La recensione di Ritorno a Seoul, il film di Davy Chou in uscita nelle sale dall'11 maggio
Pochi minuti dentro il ristorante in cui si apre
Ritorno a Seoul e nel quale conosciamo i personaggi principali e già si viene investiti da una qualità intima coinvolgente. Sta tutta nello stile naturalistico della recitazione (almeno all’inizio) e soprattutto nelle scelte di fotografia, la vicinanza ai volti e lo scarso spazio per gli sfondi se non quando indispensabile, i colori decisi e una dedizione evidente alle persone e al linguaggio del corpo.
Davy Chou è concentratissimo su questa scena che è cruciale anche se la prima, è quella che imposta tutto. Parte in media res, con questa ragazza dai lineamenti coreani ma in realtà francese che a quanto pare è in viaggio a Seoul e ha conosciuto un’altra ragazza (locale) che parla francese, ora si è aggiunto anche un altro coetaneo e cominciano a coinvolgere i tavoli intorno. È una scena lunga piena di diverse risate, cibo, alcol, balli e informazioni che serviranno per il resto della storia, a portarla avanti è la tensione di questa protagonista tra due paesi, vitale, decisa, piena di fascino e capace di incuriosire tutti, anche il povero ragazzo che finirà a letto con lei, usato per il proprio piacere e poi sputato.

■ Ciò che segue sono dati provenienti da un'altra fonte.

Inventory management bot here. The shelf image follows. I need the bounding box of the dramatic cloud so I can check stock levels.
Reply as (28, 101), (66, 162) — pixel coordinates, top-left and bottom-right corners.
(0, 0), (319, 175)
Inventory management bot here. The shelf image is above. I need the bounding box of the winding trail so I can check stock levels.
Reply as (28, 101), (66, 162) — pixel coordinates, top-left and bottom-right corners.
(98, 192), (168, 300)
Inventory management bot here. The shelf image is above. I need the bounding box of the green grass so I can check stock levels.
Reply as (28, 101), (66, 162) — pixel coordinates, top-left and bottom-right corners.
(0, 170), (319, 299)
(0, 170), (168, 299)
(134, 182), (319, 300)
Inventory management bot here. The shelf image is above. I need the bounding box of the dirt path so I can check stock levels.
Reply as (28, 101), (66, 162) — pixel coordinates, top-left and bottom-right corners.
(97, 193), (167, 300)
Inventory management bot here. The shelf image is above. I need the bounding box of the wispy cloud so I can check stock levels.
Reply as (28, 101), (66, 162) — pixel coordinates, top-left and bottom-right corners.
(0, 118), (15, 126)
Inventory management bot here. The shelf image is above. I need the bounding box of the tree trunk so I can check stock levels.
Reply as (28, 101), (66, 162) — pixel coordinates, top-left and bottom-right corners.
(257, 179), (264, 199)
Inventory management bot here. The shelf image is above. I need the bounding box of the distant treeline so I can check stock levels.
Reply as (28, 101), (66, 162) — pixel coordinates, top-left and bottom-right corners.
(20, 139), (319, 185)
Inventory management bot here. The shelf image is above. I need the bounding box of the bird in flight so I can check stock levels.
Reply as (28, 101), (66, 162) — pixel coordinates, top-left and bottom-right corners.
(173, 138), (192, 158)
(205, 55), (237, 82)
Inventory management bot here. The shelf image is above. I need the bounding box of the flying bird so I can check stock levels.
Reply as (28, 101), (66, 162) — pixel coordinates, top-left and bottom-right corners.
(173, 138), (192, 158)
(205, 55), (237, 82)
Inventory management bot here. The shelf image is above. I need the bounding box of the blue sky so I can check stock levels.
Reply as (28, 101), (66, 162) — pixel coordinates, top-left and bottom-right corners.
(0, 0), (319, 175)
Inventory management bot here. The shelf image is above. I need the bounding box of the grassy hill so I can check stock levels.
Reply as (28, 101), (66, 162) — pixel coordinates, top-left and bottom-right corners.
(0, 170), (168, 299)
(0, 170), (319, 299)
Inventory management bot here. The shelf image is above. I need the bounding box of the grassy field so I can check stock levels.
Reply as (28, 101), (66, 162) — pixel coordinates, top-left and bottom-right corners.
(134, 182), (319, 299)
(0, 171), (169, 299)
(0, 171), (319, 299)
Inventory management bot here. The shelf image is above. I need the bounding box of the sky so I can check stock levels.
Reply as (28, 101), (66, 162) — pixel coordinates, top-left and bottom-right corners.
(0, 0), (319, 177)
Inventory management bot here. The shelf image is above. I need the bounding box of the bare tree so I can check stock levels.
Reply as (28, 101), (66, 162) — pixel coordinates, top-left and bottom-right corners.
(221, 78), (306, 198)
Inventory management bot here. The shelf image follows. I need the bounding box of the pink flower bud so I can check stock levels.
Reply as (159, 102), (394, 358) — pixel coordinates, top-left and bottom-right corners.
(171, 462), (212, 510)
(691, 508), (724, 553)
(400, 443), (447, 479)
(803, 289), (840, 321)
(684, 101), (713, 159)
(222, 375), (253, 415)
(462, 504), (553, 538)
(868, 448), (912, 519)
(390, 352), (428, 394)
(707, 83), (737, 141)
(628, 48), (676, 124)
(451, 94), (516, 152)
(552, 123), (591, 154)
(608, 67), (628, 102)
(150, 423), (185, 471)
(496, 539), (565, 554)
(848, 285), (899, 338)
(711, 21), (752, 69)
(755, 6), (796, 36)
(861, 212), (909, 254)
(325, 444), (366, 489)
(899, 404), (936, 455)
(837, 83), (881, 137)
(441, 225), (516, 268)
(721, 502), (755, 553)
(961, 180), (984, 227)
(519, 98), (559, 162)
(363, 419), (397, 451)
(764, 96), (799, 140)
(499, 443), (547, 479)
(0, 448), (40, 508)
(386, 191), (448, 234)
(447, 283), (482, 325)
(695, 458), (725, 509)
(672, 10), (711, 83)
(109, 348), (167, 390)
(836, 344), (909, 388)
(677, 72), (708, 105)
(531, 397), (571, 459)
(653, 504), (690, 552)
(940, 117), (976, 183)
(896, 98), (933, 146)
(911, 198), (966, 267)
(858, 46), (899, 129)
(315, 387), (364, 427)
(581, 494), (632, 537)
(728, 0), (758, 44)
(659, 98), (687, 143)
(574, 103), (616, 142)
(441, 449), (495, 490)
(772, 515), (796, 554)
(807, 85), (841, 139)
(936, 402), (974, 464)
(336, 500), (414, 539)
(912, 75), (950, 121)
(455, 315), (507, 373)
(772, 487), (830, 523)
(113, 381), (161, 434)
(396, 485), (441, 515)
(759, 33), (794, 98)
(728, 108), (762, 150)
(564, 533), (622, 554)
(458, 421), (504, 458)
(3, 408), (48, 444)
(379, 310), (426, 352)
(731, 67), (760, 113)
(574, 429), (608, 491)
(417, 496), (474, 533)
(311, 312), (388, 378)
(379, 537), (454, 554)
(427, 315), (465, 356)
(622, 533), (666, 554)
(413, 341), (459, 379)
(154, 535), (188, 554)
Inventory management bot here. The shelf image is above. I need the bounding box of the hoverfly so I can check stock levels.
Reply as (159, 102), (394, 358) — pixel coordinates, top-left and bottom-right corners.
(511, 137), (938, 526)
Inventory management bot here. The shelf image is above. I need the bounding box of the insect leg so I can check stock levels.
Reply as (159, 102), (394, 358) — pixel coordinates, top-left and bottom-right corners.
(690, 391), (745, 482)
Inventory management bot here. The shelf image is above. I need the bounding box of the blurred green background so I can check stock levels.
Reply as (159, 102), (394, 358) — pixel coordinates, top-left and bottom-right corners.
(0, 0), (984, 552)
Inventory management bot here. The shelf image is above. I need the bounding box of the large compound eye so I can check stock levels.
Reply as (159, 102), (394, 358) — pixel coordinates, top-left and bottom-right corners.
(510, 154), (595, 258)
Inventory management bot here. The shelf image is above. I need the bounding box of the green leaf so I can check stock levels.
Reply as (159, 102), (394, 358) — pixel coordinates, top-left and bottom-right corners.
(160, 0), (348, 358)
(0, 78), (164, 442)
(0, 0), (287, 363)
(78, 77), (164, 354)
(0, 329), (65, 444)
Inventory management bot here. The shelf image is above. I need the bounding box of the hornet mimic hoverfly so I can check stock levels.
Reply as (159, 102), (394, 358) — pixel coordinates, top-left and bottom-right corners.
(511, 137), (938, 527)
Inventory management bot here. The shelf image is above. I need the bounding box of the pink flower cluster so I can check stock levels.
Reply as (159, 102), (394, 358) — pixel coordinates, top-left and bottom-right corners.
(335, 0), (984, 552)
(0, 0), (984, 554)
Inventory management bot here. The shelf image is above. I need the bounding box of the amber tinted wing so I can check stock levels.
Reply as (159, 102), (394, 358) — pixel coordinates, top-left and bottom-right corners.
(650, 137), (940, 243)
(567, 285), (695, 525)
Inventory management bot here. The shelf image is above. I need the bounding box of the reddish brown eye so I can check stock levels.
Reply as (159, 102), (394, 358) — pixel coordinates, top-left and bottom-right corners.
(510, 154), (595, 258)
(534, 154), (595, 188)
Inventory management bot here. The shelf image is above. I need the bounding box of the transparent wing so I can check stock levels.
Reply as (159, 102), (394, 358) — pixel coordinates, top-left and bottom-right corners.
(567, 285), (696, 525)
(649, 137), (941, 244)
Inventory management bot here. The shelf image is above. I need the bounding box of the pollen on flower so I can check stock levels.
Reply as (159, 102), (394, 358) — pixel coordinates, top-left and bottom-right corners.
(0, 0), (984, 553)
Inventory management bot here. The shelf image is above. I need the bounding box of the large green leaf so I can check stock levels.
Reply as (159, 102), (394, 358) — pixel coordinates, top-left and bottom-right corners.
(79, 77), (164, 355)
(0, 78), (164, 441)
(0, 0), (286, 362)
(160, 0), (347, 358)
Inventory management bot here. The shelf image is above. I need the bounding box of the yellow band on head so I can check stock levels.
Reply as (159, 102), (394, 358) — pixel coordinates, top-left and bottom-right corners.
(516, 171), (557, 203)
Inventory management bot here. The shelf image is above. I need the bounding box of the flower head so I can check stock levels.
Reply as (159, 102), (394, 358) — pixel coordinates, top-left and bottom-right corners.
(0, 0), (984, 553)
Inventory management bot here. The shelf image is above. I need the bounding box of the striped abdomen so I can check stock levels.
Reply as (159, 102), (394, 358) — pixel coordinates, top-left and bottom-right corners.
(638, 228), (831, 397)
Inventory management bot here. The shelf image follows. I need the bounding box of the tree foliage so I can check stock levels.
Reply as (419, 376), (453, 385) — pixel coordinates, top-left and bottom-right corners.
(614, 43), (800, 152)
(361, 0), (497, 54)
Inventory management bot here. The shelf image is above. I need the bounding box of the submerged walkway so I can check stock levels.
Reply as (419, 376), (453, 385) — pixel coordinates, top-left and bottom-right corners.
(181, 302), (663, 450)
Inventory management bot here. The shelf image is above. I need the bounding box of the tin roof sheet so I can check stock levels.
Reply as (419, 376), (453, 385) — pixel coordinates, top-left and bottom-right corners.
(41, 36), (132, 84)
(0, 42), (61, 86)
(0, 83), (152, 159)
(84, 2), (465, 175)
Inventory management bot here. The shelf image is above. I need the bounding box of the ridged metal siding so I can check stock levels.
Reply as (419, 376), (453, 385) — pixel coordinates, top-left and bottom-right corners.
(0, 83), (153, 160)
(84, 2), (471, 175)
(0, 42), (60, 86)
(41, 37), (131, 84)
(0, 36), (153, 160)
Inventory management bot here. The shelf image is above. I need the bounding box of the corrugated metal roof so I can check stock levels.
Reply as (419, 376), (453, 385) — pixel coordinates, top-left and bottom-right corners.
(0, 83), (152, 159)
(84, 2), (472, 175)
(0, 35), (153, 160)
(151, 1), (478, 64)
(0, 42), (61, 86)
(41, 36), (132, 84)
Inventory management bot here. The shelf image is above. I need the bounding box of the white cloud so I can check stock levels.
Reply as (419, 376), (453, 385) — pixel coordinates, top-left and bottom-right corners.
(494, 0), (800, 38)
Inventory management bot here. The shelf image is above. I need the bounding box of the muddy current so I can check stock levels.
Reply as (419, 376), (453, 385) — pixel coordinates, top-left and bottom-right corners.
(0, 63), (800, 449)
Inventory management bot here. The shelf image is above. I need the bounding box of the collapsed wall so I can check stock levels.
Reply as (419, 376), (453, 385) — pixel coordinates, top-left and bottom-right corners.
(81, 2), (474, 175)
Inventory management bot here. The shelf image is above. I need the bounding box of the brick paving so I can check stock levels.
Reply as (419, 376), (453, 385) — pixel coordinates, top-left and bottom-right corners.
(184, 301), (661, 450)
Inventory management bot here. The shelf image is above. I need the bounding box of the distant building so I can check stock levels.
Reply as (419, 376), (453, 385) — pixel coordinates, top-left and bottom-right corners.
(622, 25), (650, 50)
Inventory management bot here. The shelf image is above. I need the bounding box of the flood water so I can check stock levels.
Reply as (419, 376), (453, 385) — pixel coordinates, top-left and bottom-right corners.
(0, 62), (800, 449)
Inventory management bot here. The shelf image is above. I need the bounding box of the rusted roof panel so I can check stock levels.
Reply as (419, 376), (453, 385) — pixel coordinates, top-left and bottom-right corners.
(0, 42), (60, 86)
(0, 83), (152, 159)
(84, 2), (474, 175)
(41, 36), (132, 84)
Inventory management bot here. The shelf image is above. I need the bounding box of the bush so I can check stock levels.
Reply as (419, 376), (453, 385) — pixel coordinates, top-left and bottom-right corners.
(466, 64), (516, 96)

È un po’ questo il carattere di Freddie, interpretata da Park Ji-min con occhio a mezz’asta e disinteresse per i sentimenti di tutte le persone che non siano lei stessa. Ritorno a Seoul ha questo di immediatamente coinvolgente: la protagonista è una stronza. Capiamo che là a Seoul ci è finita quasi per caso ma gira intorno all’idea di cercare i genitori che la diedero in adozione, è chiaro che per lei la cosa è un problema nonostante agisca con una malcelata noncuranza. Troverà il padre, un uomo derelitto con un carattere così peculiare che non può non essere ispirato alla realtà (Laure Badufle che ha co-sceneggiato il film ha vissuto un’esperienza simile), mentre la madre sembra non volerla incontrare. Il film segue alcuni anni della vita di Freddie, anni di grandi cambiamenti, radicali cambiamenti.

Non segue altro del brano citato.